Sadly, emotional freedom may not be in our sight. Despite our errors that we can easily recall, we double down and up the ante. Hume provides a clear metaphor of our intellectual arrogance: 

Methinks I am like a man, who having struck on many shoals, and having narrowly escaped shipwreck in passing a small frith, has yet the temerity to put out to sea in the same leaky weather-beaten vessel, and even carries his ambition so far as to think of compassing the globe under these disadvantageous circumstances. 
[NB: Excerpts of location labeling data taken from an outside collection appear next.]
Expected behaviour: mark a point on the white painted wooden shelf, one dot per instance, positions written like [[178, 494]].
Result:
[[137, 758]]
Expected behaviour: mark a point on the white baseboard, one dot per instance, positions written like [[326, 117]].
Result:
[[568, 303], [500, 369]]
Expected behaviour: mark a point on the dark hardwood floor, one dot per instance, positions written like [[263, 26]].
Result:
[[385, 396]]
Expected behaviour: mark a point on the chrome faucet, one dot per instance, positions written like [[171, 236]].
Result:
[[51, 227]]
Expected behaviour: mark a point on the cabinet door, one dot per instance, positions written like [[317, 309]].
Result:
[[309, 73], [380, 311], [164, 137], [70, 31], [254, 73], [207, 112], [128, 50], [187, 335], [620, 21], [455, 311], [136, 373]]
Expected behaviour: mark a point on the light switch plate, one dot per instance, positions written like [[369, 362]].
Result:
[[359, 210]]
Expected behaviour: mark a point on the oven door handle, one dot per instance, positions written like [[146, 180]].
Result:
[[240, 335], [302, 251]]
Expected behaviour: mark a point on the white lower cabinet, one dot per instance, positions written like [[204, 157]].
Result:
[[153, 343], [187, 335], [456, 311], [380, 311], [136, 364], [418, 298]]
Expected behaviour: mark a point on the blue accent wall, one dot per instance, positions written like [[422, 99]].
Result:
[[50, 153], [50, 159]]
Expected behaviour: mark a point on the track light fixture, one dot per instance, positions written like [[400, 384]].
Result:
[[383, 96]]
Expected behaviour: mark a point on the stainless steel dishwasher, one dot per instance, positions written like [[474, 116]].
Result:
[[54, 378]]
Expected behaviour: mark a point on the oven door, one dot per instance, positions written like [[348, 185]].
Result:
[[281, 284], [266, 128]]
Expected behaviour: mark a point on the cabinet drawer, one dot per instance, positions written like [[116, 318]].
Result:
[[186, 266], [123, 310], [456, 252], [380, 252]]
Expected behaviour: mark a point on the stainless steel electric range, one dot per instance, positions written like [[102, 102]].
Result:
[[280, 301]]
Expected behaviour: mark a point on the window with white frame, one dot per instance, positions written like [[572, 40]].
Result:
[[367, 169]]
Hume was not posturing when he wrote, “When I turn my eye inward, I find nothing but doubt and ignorance.” He asked this question: “For with what confidence can I venture upon such bold enterprises, when beside those numberless infirmities peculiar to myself, I find so many which are common to human nature?” 

It’s no surprise that Hume was a man of radical humility. Of himself, he wrote, “My memory of past errors and perplexities, makes me diffident for the future. The wretched condition, weakness, and disorder of the faculties, I must employ in my enquiries, encrease my apprehensions.”

Hume instructs, “If we assent to every trivial suggestion of the fancy; beside that these suggestions are often contrary to each other; they lead us into such errors, absurdities, and obscurities, that we must at last become ashamed of our credulity.”

How gullible we are to believe our stream of thinking. How embarrassed we’d be if others could read our mind and see we are defending a self-concept born out of faith in the accuracy and permanency of our perceptions. 

Passing impressions may lead us astray. The guidance we need is found in principles and values. Hume advised himself and us, “I am uneasy to think I approve of one object, and disapprove of another; call one thing beautiful, and another deformed; decide concerning truth and falsehood, reason and folly, without knowing upon what principles I proceed.”

Hume was remarkably 250 years ahead of science. Neuropsychologist and professor Chris Niebauer writes: “Mistaking the voice in our head for a thing and labeling it ‘me’ brings us into conflict with the neuropsychological evidence that shows there is no such thing.”

If we allow our thoughts to define us, the voice in our head will dominate us like an oppressive ruler from within. Niebauer observes, “We may become angry, offended, sexually aroused, happy, or fearful, and we do not question the authenticity of these thoughts and experiences.”

Hume helps us realize that “there is no impression constant and invariable”; we may not be interpreting our world correctly. With that understanding, we achieve inner freedom and can avoid being swept up in irrational impulses.